Researchers have developed a way to allow workers to collaborate with artificial intelligence systems.
A busy hospital radiologist uses an artificial intelligence system to diagnose medical conditions using patient X-ray images. The AI system can speed up her diagnosis, but how do you know when to trust its predictions?
She doesn’t. She may instead rely on her knowledge, the system’s confidence level, or an explanation of the algorithm’s prediction to make an estimate. This may seem convincing, but it may still be incorrect.
MIT researchers have created an onboarding method that helps humans understand when an AI “teammate” is trustworthy. It guides them to discern better the situations in which a machine can make correct predictions and those where it makes mistakes.
The training technique could help people make better decisions and come up with faster conclusions when working with AI agents.
Hussein Mozannar is a graduate student at the Computer Science and Artificial Intelligence Laboratory’s Clinical Machine Learning Group. He says he proposes a teaching phase in which the AI model is gradually introduced to the user. This will allow them to see the strengths and weaknesses of the AI model. We mimic the interaction of the AI with humans in practice and provide feedback to aid them in understanding each interaction with the AI.
Mozannar co-authored the paper with Arvind Sayanarayan (assistant professor of computer science in CSAIL) and David Sontag, senior author and associate professor at MIT of electrical engineering and chief of the Clinical Machine Learning Group. The research will be presented to the Association for the Advancement of Artificial Intelligence (February).
Mental models
This research focuses on how people view others. The radiologist may consult a colleague with expertise in that area if she is unsure about a case. She has built a mental model from experience and knowledge about her colleague that helps her assess his advice.
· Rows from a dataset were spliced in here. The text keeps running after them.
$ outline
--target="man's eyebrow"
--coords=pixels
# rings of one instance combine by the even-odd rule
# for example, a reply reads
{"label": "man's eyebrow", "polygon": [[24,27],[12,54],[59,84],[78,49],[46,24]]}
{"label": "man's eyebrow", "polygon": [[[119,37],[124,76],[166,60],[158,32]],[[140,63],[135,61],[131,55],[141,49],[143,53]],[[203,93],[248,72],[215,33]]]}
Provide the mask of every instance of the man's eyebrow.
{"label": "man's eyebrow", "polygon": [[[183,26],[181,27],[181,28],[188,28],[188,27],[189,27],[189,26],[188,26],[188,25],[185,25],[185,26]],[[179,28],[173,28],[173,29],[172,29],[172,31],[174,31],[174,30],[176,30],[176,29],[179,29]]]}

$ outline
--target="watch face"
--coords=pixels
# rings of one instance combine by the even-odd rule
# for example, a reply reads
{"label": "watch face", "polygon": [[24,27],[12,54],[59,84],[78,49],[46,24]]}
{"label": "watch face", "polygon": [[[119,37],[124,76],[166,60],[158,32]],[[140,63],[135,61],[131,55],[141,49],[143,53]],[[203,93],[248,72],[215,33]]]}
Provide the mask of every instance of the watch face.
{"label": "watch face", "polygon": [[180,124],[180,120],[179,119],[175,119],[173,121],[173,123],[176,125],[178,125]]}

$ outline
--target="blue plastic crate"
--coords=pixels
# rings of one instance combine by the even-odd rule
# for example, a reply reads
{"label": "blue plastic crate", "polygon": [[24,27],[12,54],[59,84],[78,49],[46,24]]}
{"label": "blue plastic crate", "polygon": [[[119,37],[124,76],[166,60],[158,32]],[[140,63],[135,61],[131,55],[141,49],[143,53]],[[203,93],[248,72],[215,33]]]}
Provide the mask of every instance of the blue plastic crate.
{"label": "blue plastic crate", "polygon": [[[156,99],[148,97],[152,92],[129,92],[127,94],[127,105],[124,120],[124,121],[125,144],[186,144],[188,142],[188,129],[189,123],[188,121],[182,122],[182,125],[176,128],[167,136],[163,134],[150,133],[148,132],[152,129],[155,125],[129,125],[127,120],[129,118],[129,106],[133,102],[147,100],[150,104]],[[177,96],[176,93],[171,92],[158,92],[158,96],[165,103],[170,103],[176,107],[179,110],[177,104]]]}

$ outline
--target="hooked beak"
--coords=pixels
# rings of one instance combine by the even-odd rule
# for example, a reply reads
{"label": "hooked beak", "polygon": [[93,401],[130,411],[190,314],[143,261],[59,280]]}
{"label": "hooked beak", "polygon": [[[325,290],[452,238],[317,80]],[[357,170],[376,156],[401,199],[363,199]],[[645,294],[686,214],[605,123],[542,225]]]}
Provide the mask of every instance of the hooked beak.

Mozannar states that humans build similar mental models when interacting with AI agents. Therefore, those models must be accurate. Cognitive science suggests that humans can make complex decisions based on past experiences and interactions. The researchers devised an onboarding process that shows AI and humans working together. These examples serve as references for humans to use in the future. The algorithm was created to identify the best examples of AI that humans can learn from.
Mozannar states that we first learn about a human expert’s biases and strengths and then use observations of past unguided decisions using AI. “We combine our knowledge of the AI with our understanding of the human to determine where the AI will be most helpful to the human. We then get cases in which AI is needed by humans and circumstances in which it is not.
Researchers tested their onboarding method on a passage-based task. The user is given a passage and a question. The course contains the answer. The user must answer the question, then click the button to “let AI answer.” However, the user cannot see the AI answer ahead of time, so they have to rely on the mental model of AI. These examples are shown to the user during the onboarding process. The AI system then attempts to predict the answer. While the AI system may prove wrong and the human might be right, the AI will explain why it made the correct prediction. Two contrasting examples will help the user understand why the AI did what it did.
Perhaps the training question asks which plant of two is native to more continents. This question was derived from a complicated paragraph in a botany textbook. The AI system can either answer the question on its own or leave it to humans. She then sees two more examples to help her understand the AI’s capabilities. The AI may be wrong about a fruit question but right about geology. The words that the system used in each case to predict the outcome are highlighted. Mozannar explains that the highlighted words help the user understand the limitations of the AI agent.
The user writes down the rule she learned from the teaching example. This will help her retain the information and can be used later to guide her interactions with the agent. These rules also formalize the user’s mental model of the AI.
Teaching has a profound impact.
Researchers tested the teaching method with three different groups of participants. One group completed the onboarding process, while another still needs follow-up examples. The baseline group received no teaching but could see the AI’s response in advance.
“The participants who received instruction performed just as well as those who did not receive it but were able to see the AI’s answer,” Mozannar states that they can simulate the AI’s answers as well as they could if they had seen them.
Researchers dug deeper into the data to determine which rules each participant wrote. The researchers found that nearly half of those who had received training could report real lessons about the AI’s capabilities. The people who learned the correct lessons correctly could spot 63 percent of the cases, while those without exact readings could only see 54 percent. The AI answers could be seen by those who did not receive instruction but could see them correctly on 57 percent.
Teaching is a powerful tool that has a positive impact on students. This is the key takeaway. He says that participants are more likely to learn effectively if they can be taught well than if you give them the answer.
However, the results show that there is still some room for improvement. Only half of those trained in AI could build accurate mental models. Even those who did were wrong only 63 percent of the time. Mozannar states that even though they had learned the proper lessons, they didn’t always follow their own rules.
Researchers are left scratching their heads over this question: even though the AI is correct, why wouldn’t people listen to their mental models? This question is something they want to investigate in the future. They also plan to improve the onboarding process to speed up the process. They are interested in conducting user studies using more advanced AI models, especially in healthcare.